Little did he know that after leaving Mather a handful of years later, that designated reader would be him.
"I finally had the time to read," Marshall says, especially when he started traveling back and forth to New York, where he was recruiting and coaching urban principals for the nonprofit New Leaders for New Schools. His idea was to create an online newsletter with short summaries of about 10 articles that he would distribute once a week to busy teachers, principals, and other education leaders.
Starting in August 2003, with about 100 people on his distribution list, Marshall launched the first edition of the Marshall Memo. Initially he was pulling from about 20 publications, but over time, that number jumped to more than 200 after getting suggestions from readers and browsing the periodical stacks at Gutman Library.

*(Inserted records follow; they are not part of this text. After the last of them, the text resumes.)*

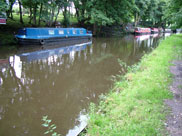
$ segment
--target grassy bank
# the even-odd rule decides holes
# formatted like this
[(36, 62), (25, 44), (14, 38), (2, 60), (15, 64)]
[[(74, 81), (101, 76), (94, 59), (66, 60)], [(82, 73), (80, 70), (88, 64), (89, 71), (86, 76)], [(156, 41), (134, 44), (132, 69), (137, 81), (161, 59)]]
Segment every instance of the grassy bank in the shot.
[(170, 61), (182, 51), (182, 35), (173, 35), (142, 58), (114, 89), (91, 105), (89, 136), (164, 135), (166, 106), (171, 98), (168, 86), (172, 76)]

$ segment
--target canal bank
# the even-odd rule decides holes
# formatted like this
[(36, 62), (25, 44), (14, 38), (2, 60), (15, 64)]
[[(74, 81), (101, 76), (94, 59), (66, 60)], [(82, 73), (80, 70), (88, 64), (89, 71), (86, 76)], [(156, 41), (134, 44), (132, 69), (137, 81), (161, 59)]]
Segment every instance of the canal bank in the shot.
[(182, 35), (173, 35), (115, 82), (100, 104), (90, 106), (87, 135), (165, 135), (171, 61), (180, 55)]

He says his readers, now in the thousands, have come to rely on three things: his judgment to find the right pieces, his ability to write user-friendly summaries that can be read in about 20 minutes, and his diligence to getting it to them on the same day every week — Tuesdays, with the exception of a two-week period during the summer when he goes on vacation. (His weekly routine never strays: He spends about eight hours on Sundays reading, almost all hard copy, then writes the text on Mondays. "Monday is hell," he says. His wife helps with proofreading.)
Over the years, he's included summaries on just about every topic in education, from expected education publications like the Chronicle of Higher Education and Education Next to the less obvious like Harvard Business Review and the London Daily Telegraph.
"One of my biggest takeaways from doing this is that the good stuff is widely spread, and so I've cast my net as widely as possible," he says of his varied reading list.
What hasn't varied much is his newsletter format: a pretty simple email with a Word attachment — no art, no fancy formatting, other than bolding the headlines and including hyperlinks to original sources and helpful research mentioned in the summaries. Subscribers can read it on a tablet or smartphone in HTML format and also listen to a podcast recording of the memo. Marshall encourages readers to copy and share individual pieces they read with coworkers and friends.
Now, more than 550 issues later, is the Marshall Memo what Marshall was looking for when he was a busy elementary school principal?
Without a doubt, he says. "I would have picked it up in a heartbeat."